Quando Su Anbang saiu, Li Tian veio perguntar:

— E então, pai?

Li Zuo Jie respondeu severo:

— Que vergonha! Nem um simples policial consegue resolver. Fique quieto e não cause mais problemas.

— Não fui só eu! Você também não ganhou nada — resmungou Li Tian.

Li Zuo Jie retrucou:

— Cale a boca, seu inútil! Fique nos fundos até o anúncio.

Li Tian foi, cabisbaixo, para o salão lateral.

Ali, num quarto ao lado, um homem de terno amarelo e olhar suspeito espiava a porta. Quando viu Li Tian, chamou:

— Senhor Li, senhor Li!

Li Tian olhou, irritado, e o puxou para dentro:

— Huang Er Gou, quem te chamou aqui?

O tal Huang Er Gou sorriu servil:

— Hehe, senhor Li, hoje temos duas beldades novas, trazidas pelos rapazes, para o senhor aproveitar.

No quarto, duas jovens deslumbrantes, uma de branco, outra de negro, ambas com decotes generosos, cinturas finas, saias curtíssimas e longas pernas alvas. O mais impressionante: eram gêmeas idênticas.

Em dias normais, Li Tian já estaria salivando, mas, irritado com os problemas da noite, descontou sua raiva em Huang Er Gou.

Huang Er Gou era um cafetão famoso da cidade, só mantinha seu negócio graças à proteção de Li Tian e sabia do apetite do jovem por mulheres, por isso, sempre o presenteava com belas garotas.

Normalmente, isso funcionava, mas hoje levou uma bronca.

Ao terminar, Huang Er Gou apressou-se a agradar:

— O senhor tem toda razão, fui insensato! Mas esteja certo de que sou fiel ao senhor. Se precisar de mim, estarei pronto para tudo.

— Você, um cafetão, que utilidade pode ter? — Li Tian, aliviado, já ia sair.

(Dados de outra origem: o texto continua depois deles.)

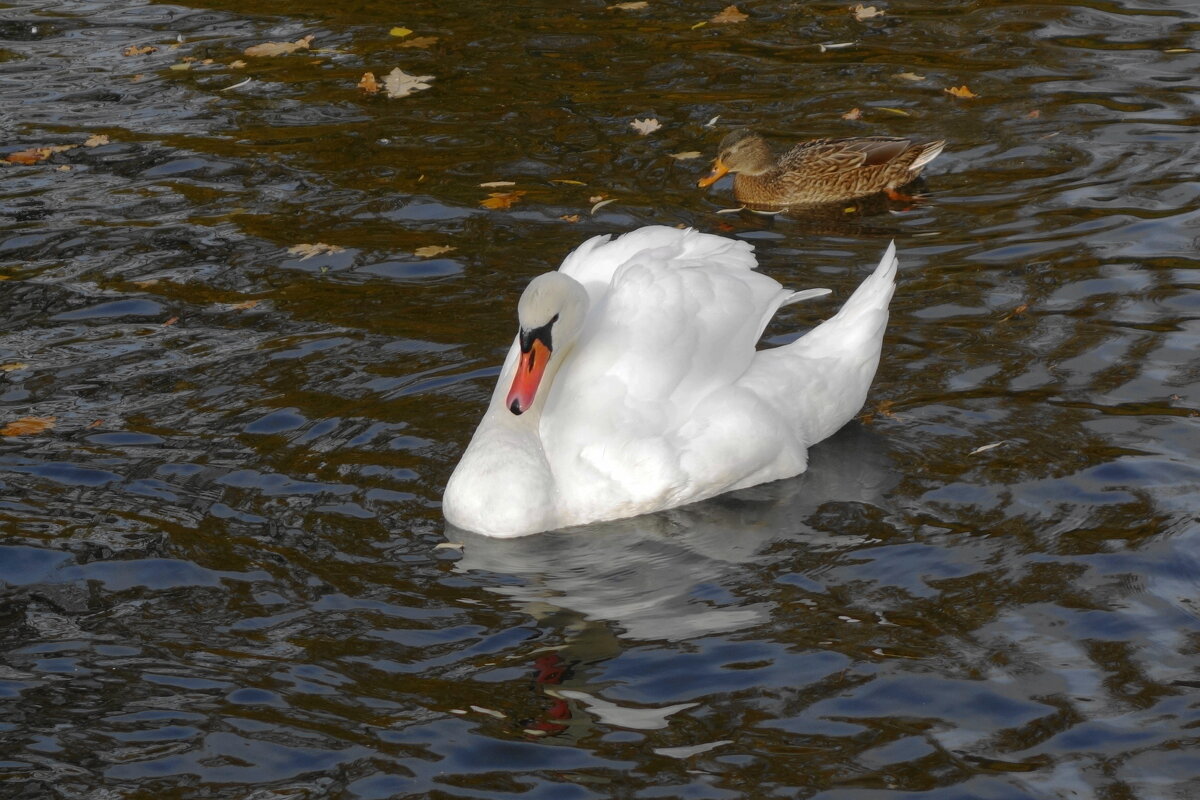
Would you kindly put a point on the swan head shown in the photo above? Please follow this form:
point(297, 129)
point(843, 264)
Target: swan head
point(550, 314)
point(741, 151)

— Nunca se sabe... Não sou bom de briga, mas tenho alguns truques — Huang Er Gou insistiu, acompanhando Li Tian até a porta.

Li Tian parou, uma ideia lhe ocorrendo:

— É mesmo, talvez você possa me ajudar.

— Diga, senhor Li, o que devo fazer? — Huang Er Gou bateu no peito com determinação.

— Venha cá — Li Tian chamou-o à porta e apontou para Jiang Yikang no salão:

— Esse sujeito está querendo roubar minha noiva. Pense em algo para humilhá-lo.

— Ah, isso é fácil — Huang Er Gou tranquilizou-se ao ouvir o pedido.

— Tem mesmo um jeito?

— Claro! Para esse tipo de coisa, aquelas duas garotas serão perfeitas. Vou acabar com a reputação dele — disse Huang Er Gou, sorrindo maliciosamente para as jovens gêmeas.